Ben Hudson is the more sure footed of both actors. He exhibits a close affiliation with the themes of the work, with a performance that is stirringly passionate and authentic. There is no question that Hudson would have been able to carry the show on his own, but Francis’ decision to partner him up is not an unwise one. While James Wright is less experienced, he holds his own. Like a young brother following closely behind, he completes the picture, and adds more to the production that is immediately evident. Both are brave yet vulnerable, and both understand the weightiness of the material they have taken on. There is a lot of careful reverence and sensitivity in this production, giving it an uplifting and beautiful spirituality.
Francis’ direction is deep and meaningful. His thorough familiarity with the script and its contexts ensures that every scene, moment and nuance is depicted with emotional accuracy and poignancy, and with political impact. The use of two actors effectively portrays the bonds between gay men, as brothers, lovers and compatriots. Some of this work is very moving. There is also technical brilliance on show, particularly with the performance of an extended section set against music. For a production of such small scale, it is surprisingly, and impressively, well rehearsed.
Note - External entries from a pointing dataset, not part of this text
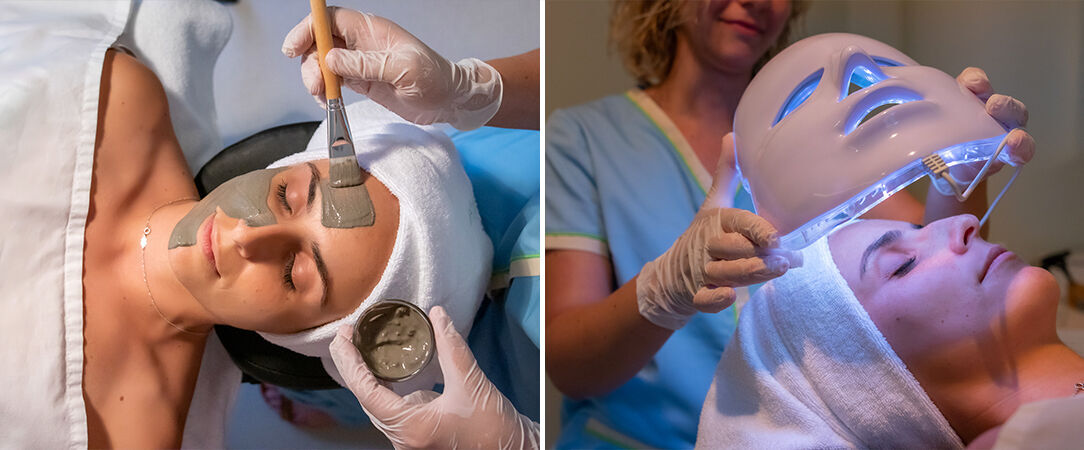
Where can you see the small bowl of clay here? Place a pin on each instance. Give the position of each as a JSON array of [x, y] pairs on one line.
[[395, 338]]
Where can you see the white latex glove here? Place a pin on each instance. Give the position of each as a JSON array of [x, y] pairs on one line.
[[472, 413], [377, 59], [1006, 110], [723, 248]]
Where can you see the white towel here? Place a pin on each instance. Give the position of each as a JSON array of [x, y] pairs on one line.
[[809, 369], [441, 255]]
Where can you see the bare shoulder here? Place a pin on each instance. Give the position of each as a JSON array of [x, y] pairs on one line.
[[136, 144]]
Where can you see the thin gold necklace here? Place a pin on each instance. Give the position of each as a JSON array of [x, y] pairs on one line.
[[142, 265]]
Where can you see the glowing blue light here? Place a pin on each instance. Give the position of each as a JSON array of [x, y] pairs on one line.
[[800, 94], [886, 62], [968, 152]]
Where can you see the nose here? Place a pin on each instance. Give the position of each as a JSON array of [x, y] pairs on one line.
[[963, 230]]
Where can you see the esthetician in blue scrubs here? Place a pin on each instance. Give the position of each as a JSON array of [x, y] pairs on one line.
[[635, 243]]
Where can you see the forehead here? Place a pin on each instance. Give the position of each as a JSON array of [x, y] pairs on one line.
[[356, 257]]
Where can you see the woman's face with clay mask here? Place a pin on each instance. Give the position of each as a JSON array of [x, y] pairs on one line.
[[732, 35], [941, 288], [269, 252]]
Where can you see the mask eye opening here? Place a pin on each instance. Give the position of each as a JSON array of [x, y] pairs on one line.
[[886, 62], [799, 95]]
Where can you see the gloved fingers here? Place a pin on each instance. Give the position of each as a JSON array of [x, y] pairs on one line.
[[1020, 146], [456, 361], [977, 81], [755, 228], [362, 30], [364, 65], [299, 39], [731, 246], [377, 399], [744, 272], [1007, 111], [359, 86], [712, 299], [311, 76], [722, 176], [421, 397]]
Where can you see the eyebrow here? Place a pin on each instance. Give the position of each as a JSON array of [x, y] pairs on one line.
[[312, 184], [882, 241], [322, 269]]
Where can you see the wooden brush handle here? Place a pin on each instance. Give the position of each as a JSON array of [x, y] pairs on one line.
[[322, 29]]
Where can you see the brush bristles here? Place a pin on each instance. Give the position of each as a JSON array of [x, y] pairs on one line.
[[345, 172]]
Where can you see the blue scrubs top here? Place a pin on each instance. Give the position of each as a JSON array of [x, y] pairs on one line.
[[622, 182]]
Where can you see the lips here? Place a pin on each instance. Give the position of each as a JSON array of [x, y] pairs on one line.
[[992, 257], [745, 25], [208, 243]]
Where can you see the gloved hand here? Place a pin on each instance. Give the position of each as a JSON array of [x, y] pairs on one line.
[[722, 248], [470, 413], [1009, 112], [379, 60]]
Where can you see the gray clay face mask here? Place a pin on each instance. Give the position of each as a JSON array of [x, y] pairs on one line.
[[245, 197], [346, 207], [242, 197]]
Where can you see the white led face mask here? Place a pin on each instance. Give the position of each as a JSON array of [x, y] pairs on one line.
[[837, 123]]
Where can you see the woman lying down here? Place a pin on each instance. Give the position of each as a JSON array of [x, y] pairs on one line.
[[107, 328], [891, 335]]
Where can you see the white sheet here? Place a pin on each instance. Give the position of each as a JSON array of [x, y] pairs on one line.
[[809, 369], [51, 59]]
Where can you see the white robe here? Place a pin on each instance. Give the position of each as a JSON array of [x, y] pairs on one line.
[[51, 56]]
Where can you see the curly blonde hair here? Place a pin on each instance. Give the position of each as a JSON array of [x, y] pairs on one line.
[[645, 35]]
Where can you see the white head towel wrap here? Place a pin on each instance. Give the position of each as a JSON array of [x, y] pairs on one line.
[[441, 256], [809, 369]]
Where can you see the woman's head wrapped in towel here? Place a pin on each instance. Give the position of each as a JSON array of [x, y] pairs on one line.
[[863, 345], [420, 240]]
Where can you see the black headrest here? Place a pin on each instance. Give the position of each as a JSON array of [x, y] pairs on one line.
[[260, 360]]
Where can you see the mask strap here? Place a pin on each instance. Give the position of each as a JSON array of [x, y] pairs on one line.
[[947, 184], [1004, 190]]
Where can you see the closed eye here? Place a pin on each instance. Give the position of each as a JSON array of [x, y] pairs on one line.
[[905, 268], [287, 274], [282, 197]]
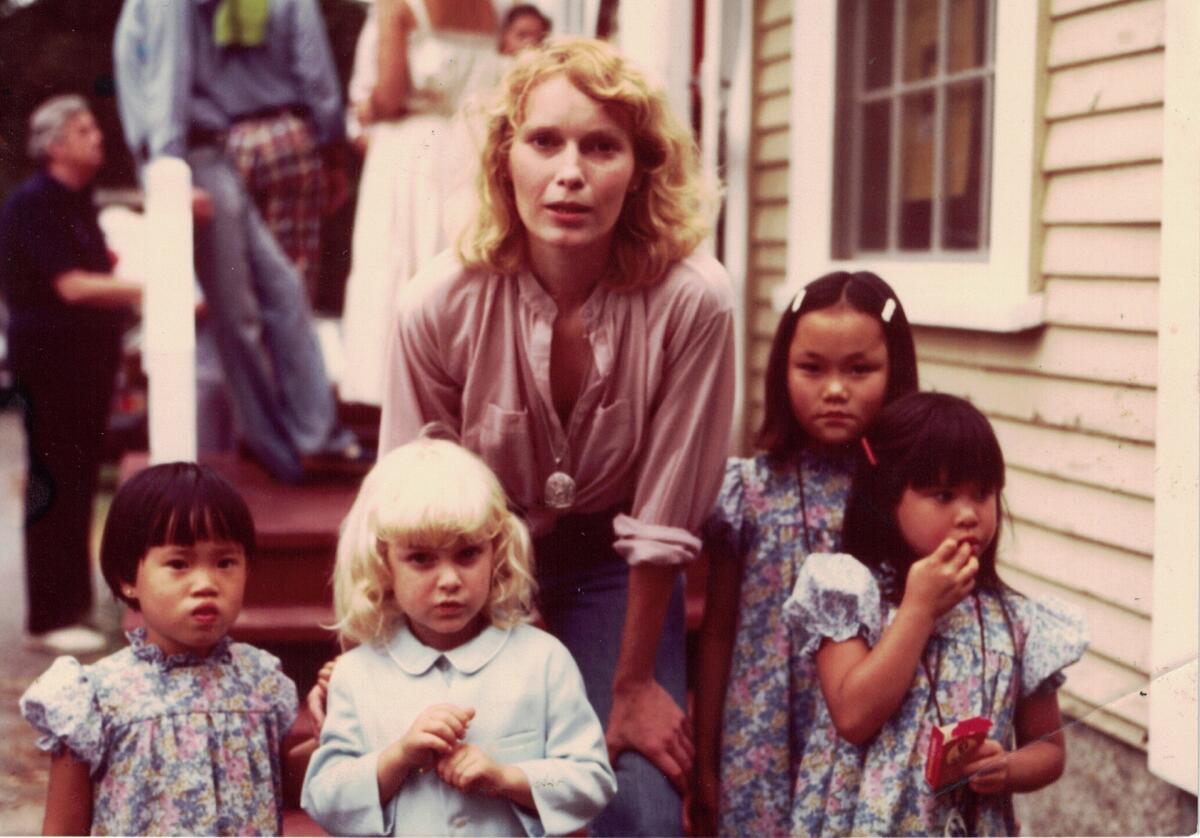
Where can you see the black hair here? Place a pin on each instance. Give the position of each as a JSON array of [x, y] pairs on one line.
[[171, 503], [922, 440], [780, 434], [522, 10]]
In 1994, the idea that all adults will one day be able to marry equally in the eyes of the law was hard to imagine. Our battles today might feel arduous and frustrating, but The Night Larry Kramer Kissed Me shows just how far our society has progressed. The play ends in the year 2020, when Oklahoma becomes the final USA state to legalise same-sex marriage. We are now 6 years away from that fictitious moment, and things seem altogether more hopeful and brighter than ever before.